Voluntary termination is your legal right under the Consumer Credit Act 1974. As long as certain criteria are met, you have the right to end your car finance agreement early and more information can be found in your car finance contract. This law has been put in place to protect customers who can no longer afford their monthly payments but also gives the lender more protection too.

How does it work?

Voluntary termination works differently for HP and PCP deals. In both scenarios, you can voluntarily terminate your car finance agreement as long as you repay 50% of the total amount payable (including interest and fees) and have kept the car in good condition.

Hire purchase voluntary termination is pretty straightforward as you spread the full cost of your chosen vehicle into the finance deal. This means that at the halfway point of the agreement, you will usually have paid off 50% of the total amount payable anyway. If you have not yet reached the halfway point, you will be required to pay off the remainder before you can voluntarily terminate.

For voluntary termination PCP, it can be a little more complex because 50% of the total amount payable doesn’t usually occur until near the end of the agreement. This is because of the balloon payment that PCP car finance deal have. The balloon payment tends to be quite large because you are borrowing more money than you are repaying. If you want to keep the car instead but are struggling to pay the final payment, you could also consider refinancing balloon payment.
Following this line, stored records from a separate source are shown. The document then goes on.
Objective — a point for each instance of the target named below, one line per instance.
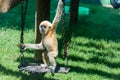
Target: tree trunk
(6, 5)
(42, 13)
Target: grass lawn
(94, 52)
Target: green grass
(94, 52)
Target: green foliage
(94, 52)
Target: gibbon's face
(44, 27)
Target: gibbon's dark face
(44, 27)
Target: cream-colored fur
(49, 41)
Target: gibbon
(49, 41)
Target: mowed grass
(94, 52)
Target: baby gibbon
(49, 41)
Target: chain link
(23, 18)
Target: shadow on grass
(96, 60)
(93, 71)
(23, 76)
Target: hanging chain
(23, 17)
(65, 36)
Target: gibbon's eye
(43, 26)
(49, 27)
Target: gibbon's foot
(21, 46)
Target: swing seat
(36, 68)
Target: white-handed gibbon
(49, 41)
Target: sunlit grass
(93, 53)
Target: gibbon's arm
(58, 14)
(34, 46)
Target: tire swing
(36, 67)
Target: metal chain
(23, 17)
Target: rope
(23, 17)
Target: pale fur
(49, 40)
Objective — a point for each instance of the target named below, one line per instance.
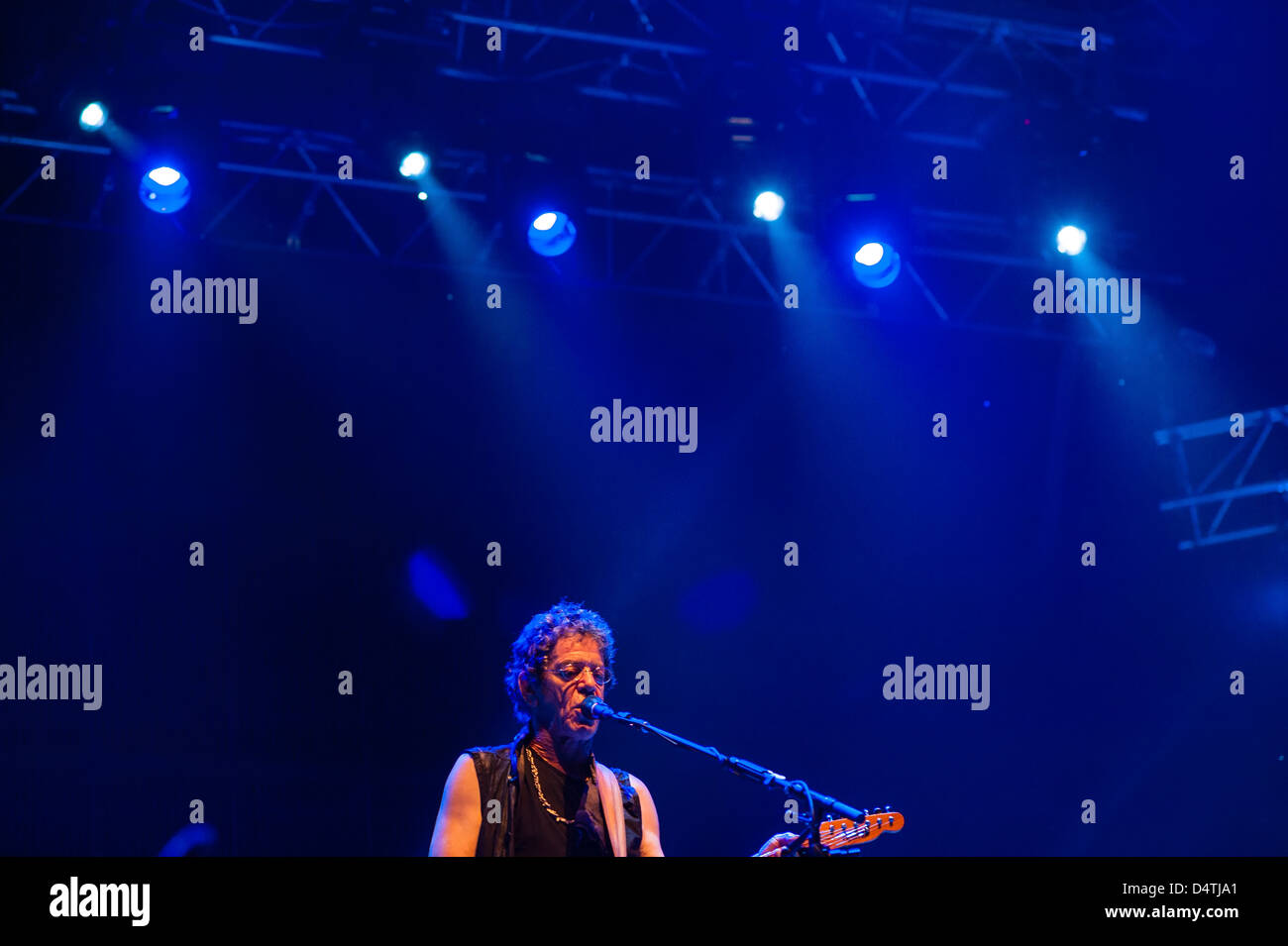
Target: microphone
(593, 706)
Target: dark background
(472, 426)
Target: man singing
(544, 794)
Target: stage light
(93, 116)
(769, 206)
(1070, 241)
(876, 265)
(163, 190)
(413, 164)
(552, 235)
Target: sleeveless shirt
(503, 774)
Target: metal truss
(917, 73)
(1261, 422)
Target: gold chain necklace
(541, 794)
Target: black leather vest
(498, 769)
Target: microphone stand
(816, 800)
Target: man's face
(559, 700)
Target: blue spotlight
(552, 235)
(163, 190)
(433, 583)
(413, 164)
(876, 265)
(93, 116)
(769, 206)
(1070, 240)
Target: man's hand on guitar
(776, 846)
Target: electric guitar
(844, 833)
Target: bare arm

You would be advised to wait until you have met 50% of the repayments or you can obtain a settlement figure from your lender and pay off the remainder before you hand the car back.

Does voluntary termination affect your credit score?

You have a legal right to be able to voluntarily terminate your current car finance deal and doing so won’t affect your credit score. It can be recorded on your credit file and be visible to future lenders but shouldn’t have an impact on your ability to get finance in the future. As long as you have made all your repayments up to the 50% mark and paid the repayment amount, there should be no effect on your credit score at all.

credit score going up

Are there any charges to voluntarily terminate your car finance deal?

There are no additional charges associated with voluntary termination. As long as you have paid 50% of the total amount payable, you should be able to return the car without anything else to pay! You may only incur additional charges through a PCP voluntary termination if the vehicle has damages to the vehicle that does beyond wear and tear.